BMKG menyatakan bahwa gempa tersebut tidak berpotensi menyebabkan tsunami. Meski belum ada laporan kerusakan yang signifikan, warga setempat diingatkan untuk tetap waspada terhadap kemungkinan gempa susulan. Kewaspadaan ini menjadi penting guna meminimalkan risiko cedera dan kerusakan di masa depan.
Kerusakan di Cianjur
Dalam peristiwa ini, gempa magnitudo 4,2 yang berpusat di Sukabumi menyebabkan satu rumah di Cianjur rusak parah. BPBD Cianjur segera bergerak untuk menangani dampaknya serta mengajukan bantuan perbaikan. Unit ini juga memantau kerusakan akibat gempa 5,4 yang mengguncang wilayah tersebut.

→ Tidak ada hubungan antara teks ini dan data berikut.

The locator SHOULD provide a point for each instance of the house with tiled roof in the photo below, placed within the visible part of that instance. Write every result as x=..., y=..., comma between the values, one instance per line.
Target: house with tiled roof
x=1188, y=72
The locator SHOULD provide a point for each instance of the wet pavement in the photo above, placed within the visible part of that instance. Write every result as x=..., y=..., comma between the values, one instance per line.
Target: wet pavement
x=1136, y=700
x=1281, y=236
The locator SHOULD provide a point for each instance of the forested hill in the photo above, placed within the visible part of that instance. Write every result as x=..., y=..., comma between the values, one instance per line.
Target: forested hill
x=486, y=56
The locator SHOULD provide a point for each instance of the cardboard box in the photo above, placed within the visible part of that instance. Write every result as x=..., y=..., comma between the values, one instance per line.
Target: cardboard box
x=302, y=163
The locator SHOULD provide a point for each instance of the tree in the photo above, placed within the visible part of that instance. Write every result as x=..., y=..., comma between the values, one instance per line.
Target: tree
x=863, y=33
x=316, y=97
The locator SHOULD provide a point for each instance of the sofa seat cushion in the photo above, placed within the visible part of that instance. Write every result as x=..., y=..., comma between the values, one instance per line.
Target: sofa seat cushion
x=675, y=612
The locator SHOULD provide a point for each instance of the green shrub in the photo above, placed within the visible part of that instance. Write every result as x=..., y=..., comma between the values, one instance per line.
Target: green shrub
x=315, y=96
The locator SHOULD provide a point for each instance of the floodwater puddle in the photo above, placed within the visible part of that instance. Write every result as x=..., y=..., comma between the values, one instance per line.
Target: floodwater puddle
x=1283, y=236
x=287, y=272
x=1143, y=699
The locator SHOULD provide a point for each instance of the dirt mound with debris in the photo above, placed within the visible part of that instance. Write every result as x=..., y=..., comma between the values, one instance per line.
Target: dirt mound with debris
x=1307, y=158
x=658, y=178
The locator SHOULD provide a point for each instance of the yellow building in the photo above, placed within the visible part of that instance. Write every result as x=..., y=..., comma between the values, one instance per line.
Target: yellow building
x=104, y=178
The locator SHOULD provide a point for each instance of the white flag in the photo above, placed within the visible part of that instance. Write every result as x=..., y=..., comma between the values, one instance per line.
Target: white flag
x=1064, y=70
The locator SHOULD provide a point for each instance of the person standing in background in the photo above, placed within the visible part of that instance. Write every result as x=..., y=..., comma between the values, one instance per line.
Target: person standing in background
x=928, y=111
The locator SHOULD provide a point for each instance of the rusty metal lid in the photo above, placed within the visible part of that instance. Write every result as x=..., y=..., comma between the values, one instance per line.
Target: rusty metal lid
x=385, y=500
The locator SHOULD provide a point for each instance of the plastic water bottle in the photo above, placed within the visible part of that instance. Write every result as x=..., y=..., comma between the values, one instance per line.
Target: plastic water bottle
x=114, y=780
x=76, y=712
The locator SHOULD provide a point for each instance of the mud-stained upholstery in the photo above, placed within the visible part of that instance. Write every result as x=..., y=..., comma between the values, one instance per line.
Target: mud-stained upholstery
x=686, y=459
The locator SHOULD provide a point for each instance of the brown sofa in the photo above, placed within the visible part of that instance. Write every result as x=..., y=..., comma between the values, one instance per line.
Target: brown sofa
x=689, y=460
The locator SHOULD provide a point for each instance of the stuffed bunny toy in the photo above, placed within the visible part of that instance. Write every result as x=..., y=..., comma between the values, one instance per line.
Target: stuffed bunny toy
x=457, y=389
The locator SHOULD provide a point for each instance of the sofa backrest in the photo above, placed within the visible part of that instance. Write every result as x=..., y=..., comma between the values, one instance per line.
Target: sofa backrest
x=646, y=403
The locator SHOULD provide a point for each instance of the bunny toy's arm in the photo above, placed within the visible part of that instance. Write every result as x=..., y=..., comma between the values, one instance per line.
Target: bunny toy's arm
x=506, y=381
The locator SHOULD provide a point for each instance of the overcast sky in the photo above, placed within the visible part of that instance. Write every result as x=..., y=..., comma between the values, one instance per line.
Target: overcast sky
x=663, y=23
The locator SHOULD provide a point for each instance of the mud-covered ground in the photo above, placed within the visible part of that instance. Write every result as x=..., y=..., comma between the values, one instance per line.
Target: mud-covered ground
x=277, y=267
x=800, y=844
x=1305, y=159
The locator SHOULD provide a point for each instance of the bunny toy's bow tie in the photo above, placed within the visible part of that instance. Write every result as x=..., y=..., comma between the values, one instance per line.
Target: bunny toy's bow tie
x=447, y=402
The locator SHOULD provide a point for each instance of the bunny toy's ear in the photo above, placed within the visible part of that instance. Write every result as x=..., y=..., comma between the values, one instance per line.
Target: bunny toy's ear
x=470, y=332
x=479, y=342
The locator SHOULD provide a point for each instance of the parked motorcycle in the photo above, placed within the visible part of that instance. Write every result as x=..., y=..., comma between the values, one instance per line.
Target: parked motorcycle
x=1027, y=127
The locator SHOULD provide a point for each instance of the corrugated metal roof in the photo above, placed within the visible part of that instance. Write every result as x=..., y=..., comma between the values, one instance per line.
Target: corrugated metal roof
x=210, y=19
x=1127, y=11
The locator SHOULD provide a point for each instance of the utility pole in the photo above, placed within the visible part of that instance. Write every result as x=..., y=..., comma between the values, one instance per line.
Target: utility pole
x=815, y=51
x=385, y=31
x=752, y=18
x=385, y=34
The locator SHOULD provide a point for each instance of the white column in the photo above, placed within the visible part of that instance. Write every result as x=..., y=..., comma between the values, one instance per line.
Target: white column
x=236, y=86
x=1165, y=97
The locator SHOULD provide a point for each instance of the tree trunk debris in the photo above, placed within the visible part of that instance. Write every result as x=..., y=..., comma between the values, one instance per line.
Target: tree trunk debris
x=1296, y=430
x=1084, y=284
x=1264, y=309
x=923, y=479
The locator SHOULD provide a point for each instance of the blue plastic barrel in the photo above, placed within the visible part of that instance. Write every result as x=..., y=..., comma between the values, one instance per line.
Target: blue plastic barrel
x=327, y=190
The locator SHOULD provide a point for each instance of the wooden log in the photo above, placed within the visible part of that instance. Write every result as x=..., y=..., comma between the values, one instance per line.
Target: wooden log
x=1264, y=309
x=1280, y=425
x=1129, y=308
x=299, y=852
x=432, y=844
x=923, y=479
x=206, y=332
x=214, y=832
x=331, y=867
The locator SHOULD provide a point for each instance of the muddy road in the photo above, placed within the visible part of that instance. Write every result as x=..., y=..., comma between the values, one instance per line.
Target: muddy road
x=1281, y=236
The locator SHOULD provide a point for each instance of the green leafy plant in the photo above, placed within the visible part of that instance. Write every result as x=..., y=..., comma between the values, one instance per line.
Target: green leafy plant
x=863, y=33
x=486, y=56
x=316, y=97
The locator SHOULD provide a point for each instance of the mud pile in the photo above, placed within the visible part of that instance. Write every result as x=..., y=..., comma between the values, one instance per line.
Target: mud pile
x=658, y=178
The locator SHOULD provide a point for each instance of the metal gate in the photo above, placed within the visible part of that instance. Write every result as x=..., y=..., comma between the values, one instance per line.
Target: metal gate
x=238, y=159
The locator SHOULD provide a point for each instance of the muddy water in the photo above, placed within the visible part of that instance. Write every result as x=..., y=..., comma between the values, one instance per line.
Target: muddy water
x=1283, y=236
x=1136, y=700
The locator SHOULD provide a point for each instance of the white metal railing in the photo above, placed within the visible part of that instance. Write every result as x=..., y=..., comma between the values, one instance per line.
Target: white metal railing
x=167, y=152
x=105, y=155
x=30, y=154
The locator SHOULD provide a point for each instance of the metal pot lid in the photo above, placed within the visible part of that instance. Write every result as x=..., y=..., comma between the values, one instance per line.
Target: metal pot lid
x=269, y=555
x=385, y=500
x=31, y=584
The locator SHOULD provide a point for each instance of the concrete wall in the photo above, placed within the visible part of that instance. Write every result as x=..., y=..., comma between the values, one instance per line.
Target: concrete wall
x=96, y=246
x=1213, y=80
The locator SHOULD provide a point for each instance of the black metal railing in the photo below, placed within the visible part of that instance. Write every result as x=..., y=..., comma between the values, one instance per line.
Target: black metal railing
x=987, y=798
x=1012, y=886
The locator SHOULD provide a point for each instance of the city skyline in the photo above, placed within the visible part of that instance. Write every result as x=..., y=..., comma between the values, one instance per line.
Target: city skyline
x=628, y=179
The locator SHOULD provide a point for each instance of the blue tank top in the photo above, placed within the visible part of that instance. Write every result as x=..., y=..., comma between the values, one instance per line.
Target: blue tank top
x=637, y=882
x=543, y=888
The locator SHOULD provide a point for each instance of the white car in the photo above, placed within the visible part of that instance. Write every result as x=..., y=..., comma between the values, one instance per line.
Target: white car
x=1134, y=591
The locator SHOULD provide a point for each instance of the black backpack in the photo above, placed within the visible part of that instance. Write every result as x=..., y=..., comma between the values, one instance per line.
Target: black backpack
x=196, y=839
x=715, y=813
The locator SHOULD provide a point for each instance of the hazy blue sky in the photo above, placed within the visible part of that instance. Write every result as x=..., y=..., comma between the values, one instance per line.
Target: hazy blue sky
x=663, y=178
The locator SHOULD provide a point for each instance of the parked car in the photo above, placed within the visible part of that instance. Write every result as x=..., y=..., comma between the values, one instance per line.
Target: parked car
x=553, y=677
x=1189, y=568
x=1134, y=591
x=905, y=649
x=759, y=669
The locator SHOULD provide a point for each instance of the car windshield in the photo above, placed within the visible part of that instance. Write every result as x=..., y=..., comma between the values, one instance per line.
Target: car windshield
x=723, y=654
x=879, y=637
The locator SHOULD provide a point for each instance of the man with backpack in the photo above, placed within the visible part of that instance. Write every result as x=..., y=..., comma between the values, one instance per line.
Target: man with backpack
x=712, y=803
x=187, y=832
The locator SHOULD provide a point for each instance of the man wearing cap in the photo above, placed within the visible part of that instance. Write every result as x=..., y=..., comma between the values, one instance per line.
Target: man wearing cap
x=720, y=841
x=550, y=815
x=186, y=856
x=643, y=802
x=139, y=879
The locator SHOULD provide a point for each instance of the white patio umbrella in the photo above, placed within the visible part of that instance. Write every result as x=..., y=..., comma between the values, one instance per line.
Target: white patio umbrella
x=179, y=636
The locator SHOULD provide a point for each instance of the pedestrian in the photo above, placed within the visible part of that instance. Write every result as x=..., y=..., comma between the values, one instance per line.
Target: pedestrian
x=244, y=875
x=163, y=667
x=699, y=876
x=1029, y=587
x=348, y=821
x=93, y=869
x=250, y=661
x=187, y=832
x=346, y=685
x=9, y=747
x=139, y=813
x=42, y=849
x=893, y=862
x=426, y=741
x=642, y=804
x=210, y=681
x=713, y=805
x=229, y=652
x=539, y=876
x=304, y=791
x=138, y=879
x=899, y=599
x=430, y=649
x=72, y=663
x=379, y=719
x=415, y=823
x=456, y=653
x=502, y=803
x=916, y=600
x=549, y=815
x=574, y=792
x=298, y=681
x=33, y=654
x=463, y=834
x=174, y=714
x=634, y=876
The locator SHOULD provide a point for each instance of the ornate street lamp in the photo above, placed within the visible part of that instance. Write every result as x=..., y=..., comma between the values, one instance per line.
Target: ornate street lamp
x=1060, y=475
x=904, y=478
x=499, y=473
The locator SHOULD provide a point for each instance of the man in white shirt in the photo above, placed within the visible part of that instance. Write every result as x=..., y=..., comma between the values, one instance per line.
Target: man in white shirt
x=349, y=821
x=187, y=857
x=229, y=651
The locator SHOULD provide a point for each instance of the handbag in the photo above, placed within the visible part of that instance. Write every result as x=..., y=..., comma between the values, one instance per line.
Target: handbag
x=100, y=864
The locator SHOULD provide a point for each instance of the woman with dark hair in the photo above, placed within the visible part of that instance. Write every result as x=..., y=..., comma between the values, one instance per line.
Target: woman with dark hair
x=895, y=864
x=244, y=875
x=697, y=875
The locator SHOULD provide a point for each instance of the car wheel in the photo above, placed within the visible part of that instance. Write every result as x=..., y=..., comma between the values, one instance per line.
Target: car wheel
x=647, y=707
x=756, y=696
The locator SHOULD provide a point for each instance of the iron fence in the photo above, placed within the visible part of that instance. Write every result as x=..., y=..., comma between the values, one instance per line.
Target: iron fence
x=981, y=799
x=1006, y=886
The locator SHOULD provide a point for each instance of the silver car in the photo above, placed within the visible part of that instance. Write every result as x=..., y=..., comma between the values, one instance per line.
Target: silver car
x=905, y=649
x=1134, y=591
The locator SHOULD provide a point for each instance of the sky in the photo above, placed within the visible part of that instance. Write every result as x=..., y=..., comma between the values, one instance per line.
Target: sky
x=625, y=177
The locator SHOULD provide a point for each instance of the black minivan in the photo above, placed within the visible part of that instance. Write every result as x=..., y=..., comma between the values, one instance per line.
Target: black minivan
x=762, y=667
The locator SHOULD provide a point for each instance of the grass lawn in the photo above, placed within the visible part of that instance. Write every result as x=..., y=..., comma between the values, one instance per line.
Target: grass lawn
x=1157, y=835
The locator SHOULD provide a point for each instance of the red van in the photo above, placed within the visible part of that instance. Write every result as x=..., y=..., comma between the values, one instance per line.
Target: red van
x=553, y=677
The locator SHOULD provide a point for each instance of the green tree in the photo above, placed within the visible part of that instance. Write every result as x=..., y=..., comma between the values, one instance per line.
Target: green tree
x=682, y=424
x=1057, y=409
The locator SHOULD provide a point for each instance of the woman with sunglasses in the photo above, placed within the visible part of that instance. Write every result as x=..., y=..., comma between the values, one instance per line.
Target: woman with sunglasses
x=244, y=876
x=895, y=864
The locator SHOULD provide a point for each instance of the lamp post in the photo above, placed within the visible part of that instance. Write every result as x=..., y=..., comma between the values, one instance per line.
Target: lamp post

Gempa Lain di Wilayah Jawa Barat
Sebelumnya, pada 18 Januari 2025 pukul 00:44 WIB, Sukabumi kembali diguncang gempa berkekuatan 4,3 M. BMKG menyebut gempa ini dipicu oleh aktivitas sesar. Episenter terletak di koordinat 7,35 LS – 106,49 BT. Di hari ini, gempa 5,2 M juga dirasakan hingga Bandung.
Dampak di Wilayah Lain
Di hari Selasa, 16 April 2024, Bayah, Banten, mengalami guncangan kuat akibat gempa. BMKG mencatat hingga pukul 18:10 WIB, belum ada aktivitas gempa susulan. Di sisi lain, gempa berkekuatan 5,6 M pada Sabtu, 2 Mei 2026, mengguncang Maluku Tenggara, sementara gempa M6,0 di TTU, NTT, tidak menyebabkan kerusakan atau korban jiwa meski getarannya terasa di sejumlah daerah.
Krisis dan Peringatan Lain
Badan Tenaga Atom Internasional (IAEA) mengonfirmasi situasi aman di wilayah yang sempat mengalami peringatan tsunami setelah gempa. Di Sukabumi Selatan, krisis pasokan gas LPG 3 Kg semakin mengkhawatirkan. Sementara itu, kasus kematian bocah NS (12) di Sukabumi masih menjadi sorotan.
Perum Bulog Sub-divre Cabang Cianjur menunjukkan optimisme tinggi dalam mencapai target pengumpulan gabah petani 2026. Hingga April, mereka telah berhasil menyerap 38 ribu ton gabah. BMKG Stasiun Geofisika Kelas 1 Bandung mencatat sebanyak 111 gempa terjadi di Jawa Barat sepanjang Maret 2026, lima di antaranya dirasakan oleh masyarakat.